LIVE data workspace: A flexible, dynamic and extensible platform for petascale applications

  • Authors:
  • Hasan Abbasi;Matthew Wolf;Karsten Schwan

  • Affiliations:
  • College of Computing, Georgia Institute of Technology, Atlanta, USA;College of Computing, Georgia Institute of Technology, Atlanta, USA;College of Computing, Georgia Institute of Technology, Atlanta, USA

  • Venue:
  • CLUSTER '07 Proceedings of the 2007 IEEE International Conference on Cluster Computing
  • Year:
  • 2007

Quantified Score

Hi-index 0.00

Visualization

Abstract

The data needs of current and future PetaScale applications have increased over the last half decade to the extent that appropriate data management has become a crucial requirement. This concerns not only the storage of data produced by the new class of PetaScale applications, but also the data exchanges needed for coupling applications with concurrent analysis, online data visualization for validation, and others. To address such dynamic code coupling, we introduce the concept of an extensible, dynamic, and flexible data workspace, termed LIVE. In contrast to the data exchanges programmed with MPI, MPI-IO, or grid software, LIVE focuses on data exchanges carried out without a priori knowledge of potential data requirements. Examples include exchanges required by ad-hoc or dynamically determined methods for data validation, for general data analysis tasks, or for data visualization.
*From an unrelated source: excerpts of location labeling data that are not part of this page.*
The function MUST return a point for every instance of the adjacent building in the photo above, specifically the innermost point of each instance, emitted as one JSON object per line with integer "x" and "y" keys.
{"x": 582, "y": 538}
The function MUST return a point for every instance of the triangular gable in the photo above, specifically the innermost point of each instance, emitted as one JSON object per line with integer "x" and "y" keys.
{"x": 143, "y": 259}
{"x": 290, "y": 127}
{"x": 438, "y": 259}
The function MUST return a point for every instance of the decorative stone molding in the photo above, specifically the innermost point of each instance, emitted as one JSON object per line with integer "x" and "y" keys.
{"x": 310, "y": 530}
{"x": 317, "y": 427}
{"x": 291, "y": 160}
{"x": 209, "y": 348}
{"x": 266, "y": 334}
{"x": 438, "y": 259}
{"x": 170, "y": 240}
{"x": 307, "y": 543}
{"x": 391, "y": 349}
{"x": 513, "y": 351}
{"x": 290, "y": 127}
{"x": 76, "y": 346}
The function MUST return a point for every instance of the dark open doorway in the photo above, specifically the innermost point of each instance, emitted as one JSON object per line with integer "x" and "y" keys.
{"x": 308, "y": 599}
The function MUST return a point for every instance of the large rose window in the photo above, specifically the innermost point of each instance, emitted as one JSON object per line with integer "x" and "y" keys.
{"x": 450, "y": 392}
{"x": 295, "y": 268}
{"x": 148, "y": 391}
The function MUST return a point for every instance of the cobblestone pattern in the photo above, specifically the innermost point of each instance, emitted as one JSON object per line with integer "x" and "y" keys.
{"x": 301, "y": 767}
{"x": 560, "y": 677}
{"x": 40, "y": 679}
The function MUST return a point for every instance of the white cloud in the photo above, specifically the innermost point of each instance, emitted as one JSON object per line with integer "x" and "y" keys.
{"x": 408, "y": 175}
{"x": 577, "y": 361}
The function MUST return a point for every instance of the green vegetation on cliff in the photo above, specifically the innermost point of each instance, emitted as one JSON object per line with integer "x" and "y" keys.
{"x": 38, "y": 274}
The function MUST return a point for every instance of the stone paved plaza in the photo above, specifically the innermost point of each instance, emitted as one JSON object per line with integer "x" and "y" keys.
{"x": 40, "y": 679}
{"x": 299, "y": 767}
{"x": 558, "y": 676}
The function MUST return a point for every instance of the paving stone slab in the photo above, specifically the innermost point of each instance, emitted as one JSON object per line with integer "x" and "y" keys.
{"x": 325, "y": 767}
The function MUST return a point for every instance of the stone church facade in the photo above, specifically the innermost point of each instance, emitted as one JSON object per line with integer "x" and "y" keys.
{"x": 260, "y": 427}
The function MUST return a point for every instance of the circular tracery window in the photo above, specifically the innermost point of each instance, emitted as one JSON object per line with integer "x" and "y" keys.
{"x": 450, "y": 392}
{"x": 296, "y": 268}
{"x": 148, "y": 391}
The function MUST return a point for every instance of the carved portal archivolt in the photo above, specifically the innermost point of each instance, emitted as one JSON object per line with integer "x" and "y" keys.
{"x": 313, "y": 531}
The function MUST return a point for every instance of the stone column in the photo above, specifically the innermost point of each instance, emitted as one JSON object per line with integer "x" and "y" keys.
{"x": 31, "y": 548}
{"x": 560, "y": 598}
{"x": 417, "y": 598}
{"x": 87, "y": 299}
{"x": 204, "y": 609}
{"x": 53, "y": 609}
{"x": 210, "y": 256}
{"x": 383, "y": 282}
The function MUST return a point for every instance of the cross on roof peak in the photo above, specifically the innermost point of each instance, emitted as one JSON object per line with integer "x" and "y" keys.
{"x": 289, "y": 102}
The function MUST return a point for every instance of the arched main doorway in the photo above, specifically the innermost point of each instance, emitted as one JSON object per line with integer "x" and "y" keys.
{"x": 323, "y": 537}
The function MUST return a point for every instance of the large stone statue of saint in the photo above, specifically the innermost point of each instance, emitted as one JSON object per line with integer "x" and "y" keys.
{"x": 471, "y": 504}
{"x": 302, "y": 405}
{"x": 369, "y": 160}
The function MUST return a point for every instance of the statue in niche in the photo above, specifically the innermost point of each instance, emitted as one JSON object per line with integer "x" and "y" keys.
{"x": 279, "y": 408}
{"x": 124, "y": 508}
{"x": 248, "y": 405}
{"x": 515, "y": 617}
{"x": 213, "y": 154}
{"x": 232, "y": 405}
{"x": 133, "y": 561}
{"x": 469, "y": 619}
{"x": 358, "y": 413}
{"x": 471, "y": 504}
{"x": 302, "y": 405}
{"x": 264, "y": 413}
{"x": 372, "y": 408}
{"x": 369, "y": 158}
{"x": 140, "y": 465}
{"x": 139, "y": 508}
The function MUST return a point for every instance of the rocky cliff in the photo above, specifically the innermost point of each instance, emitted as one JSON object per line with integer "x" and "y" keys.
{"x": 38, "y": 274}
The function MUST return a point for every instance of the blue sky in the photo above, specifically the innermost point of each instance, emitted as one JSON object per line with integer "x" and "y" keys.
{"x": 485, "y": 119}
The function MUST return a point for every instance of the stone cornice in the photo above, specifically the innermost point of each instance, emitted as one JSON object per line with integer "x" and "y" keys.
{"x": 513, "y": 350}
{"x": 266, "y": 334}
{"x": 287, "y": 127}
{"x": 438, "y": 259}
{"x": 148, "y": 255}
Run on an execution environment comprised of integrated dynamic discovery and on-line management services, LIVE is used to create a ‘data workspace’ for a working molecular dynamics code base utilized by mechanical and materials engineers at Georgia Tech, for multi-scale materials modeling. Measurements of both this application’s data workspace and of the basic primitives in the LIVE framework demonstrate that the environment’s substantial flexibility has minimal impact on overall performance, and in fact, that it improves performance in a number of usage scenarios. In particular, for a visualization pipeline example derived from our collaborators, we see a slight improvement over a solution based on MPI-IO, and a further improvement of up to 5% by utilizing LIVE’s ability to overlap communication with user-specified computation.